Here’s that tasty recipe I was telling you about that lasted the whole week. A highly adapted version of the recipe that appears in the Fresh From the Vegetarian Slow Cooker cookbook. Which is a super awesome cookbook by the way, lots of quick, yummy crock pot recipes. Enjoy!:
Sloppy Lentils
1 medium yellow onion, chopped
2 cloves garlic, chopped
1 small red bell pepper, seeded and chopped
1 tablespoon cominos, ground (the following are all dried spices: red pepper, garlic, sesame seeds, oregano, onion, cumin, cloves, bay leaf)

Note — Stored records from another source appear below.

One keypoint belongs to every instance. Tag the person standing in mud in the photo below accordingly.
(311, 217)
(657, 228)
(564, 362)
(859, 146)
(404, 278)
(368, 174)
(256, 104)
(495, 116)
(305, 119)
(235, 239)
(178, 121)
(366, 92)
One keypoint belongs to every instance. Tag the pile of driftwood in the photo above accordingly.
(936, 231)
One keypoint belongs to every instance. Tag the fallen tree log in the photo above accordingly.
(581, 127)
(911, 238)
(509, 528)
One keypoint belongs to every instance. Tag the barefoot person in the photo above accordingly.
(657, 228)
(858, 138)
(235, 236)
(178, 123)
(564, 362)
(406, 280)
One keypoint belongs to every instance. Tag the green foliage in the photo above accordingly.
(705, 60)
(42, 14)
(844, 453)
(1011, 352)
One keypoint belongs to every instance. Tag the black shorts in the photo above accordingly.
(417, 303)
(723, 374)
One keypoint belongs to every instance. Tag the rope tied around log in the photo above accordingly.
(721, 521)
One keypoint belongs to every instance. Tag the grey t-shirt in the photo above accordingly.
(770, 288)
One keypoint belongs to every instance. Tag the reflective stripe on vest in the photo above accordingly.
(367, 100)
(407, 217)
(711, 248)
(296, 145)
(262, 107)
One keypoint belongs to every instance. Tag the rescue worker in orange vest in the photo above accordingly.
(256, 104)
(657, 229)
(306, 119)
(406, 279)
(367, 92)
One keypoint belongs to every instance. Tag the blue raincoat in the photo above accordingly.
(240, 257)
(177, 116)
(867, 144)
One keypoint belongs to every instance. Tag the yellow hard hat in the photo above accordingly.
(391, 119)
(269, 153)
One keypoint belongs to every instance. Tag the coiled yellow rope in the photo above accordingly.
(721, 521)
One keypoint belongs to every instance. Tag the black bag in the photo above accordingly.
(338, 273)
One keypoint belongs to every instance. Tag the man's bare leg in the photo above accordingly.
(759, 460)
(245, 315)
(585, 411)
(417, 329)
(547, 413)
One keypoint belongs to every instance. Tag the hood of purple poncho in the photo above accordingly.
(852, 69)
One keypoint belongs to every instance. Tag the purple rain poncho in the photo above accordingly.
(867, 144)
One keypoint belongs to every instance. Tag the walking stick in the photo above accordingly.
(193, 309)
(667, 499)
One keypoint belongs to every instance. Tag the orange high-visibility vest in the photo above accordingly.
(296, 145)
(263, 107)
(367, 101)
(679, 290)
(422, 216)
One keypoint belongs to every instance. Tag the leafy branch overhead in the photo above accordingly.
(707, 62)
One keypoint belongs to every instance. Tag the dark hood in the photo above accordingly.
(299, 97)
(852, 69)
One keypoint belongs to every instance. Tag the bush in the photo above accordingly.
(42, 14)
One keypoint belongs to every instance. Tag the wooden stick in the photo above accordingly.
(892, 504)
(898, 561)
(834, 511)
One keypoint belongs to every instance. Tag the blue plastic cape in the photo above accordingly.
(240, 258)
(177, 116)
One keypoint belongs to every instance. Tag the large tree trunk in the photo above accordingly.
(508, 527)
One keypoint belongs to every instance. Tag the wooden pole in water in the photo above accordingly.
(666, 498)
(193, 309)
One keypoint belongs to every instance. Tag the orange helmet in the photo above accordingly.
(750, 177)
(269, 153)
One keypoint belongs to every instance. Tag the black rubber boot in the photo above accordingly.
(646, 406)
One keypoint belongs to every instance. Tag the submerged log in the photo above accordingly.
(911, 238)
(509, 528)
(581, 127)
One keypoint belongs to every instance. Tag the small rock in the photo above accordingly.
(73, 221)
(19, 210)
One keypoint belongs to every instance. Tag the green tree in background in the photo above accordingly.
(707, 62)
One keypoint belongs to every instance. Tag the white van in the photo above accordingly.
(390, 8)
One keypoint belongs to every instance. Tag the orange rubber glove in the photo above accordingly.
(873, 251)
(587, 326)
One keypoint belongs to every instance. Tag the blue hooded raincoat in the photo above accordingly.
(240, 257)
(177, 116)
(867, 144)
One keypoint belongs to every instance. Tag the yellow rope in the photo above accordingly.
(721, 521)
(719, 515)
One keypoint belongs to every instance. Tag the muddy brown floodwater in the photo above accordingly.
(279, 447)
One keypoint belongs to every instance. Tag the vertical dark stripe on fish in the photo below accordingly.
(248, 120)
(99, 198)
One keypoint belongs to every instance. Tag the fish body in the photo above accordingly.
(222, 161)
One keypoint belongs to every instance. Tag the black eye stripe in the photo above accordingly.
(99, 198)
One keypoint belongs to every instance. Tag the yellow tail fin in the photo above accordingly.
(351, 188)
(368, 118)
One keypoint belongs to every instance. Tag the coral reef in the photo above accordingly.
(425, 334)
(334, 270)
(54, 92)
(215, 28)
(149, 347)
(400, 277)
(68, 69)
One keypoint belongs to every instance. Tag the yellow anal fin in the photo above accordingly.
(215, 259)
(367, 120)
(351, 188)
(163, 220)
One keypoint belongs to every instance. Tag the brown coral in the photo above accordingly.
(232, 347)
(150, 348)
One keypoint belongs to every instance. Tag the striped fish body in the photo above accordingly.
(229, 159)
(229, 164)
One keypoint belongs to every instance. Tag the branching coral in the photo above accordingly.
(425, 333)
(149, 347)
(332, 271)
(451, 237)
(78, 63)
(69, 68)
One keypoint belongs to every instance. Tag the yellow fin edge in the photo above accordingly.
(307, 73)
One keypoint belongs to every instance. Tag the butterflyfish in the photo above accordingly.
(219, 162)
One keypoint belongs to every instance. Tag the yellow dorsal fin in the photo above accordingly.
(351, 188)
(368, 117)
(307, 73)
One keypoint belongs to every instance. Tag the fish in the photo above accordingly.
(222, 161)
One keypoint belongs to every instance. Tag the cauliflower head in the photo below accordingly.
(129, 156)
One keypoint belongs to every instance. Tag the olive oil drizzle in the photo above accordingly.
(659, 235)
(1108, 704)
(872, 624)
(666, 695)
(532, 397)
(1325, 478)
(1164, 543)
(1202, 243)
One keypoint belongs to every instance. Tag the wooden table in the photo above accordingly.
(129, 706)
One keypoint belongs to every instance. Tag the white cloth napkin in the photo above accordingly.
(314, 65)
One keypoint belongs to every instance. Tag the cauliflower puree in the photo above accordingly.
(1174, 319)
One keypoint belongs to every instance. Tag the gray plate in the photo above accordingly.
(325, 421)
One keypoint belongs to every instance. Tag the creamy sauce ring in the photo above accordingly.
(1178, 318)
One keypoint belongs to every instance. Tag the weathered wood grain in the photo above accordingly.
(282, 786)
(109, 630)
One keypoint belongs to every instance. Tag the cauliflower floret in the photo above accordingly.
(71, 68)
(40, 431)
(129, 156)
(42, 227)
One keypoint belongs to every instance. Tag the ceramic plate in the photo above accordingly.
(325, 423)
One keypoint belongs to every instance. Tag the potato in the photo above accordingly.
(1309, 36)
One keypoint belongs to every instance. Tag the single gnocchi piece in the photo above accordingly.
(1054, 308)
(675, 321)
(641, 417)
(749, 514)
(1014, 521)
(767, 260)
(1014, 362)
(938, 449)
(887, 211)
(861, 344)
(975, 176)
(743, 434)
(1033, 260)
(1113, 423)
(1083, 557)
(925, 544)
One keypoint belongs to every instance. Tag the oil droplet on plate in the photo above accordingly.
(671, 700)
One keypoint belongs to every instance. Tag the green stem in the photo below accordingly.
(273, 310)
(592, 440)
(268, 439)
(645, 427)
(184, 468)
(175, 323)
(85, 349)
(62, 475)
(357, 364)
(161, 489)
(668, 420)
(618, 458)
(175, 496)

1 1/2 cups dried brown lentils, picked over and rinsed
One 14.5 ounce can crushed tomatoes
3 cups vegetable broth
2 tablespoons tamari sauce
1 tablespoon prepared mustard
1 tablespoon honey
Directions
Combine all ingredients into 3 1/2 quart slow cooker. Simmer on low for 8 hours. Serve with toasted wheat buns, top with mounds of shredded cheddar cheese, a crunchy green salad is also a good accompaniment.
This makes a bunch for just two people so on day 3 I made a box of Annie’s whole wheat macaroni and cheese and tossed in an equal amount of the lentil mixture to create a meatless variation on hamburger helper. Super yummy!
I’ve also rolled out pillsbury biscuits and folded the mixture and shredded cheese into moon shaped savory empanadas pinching the seam down to ensure that the spicy mixture stays inside the flaky pockets. I served these with sour cream and another green salad.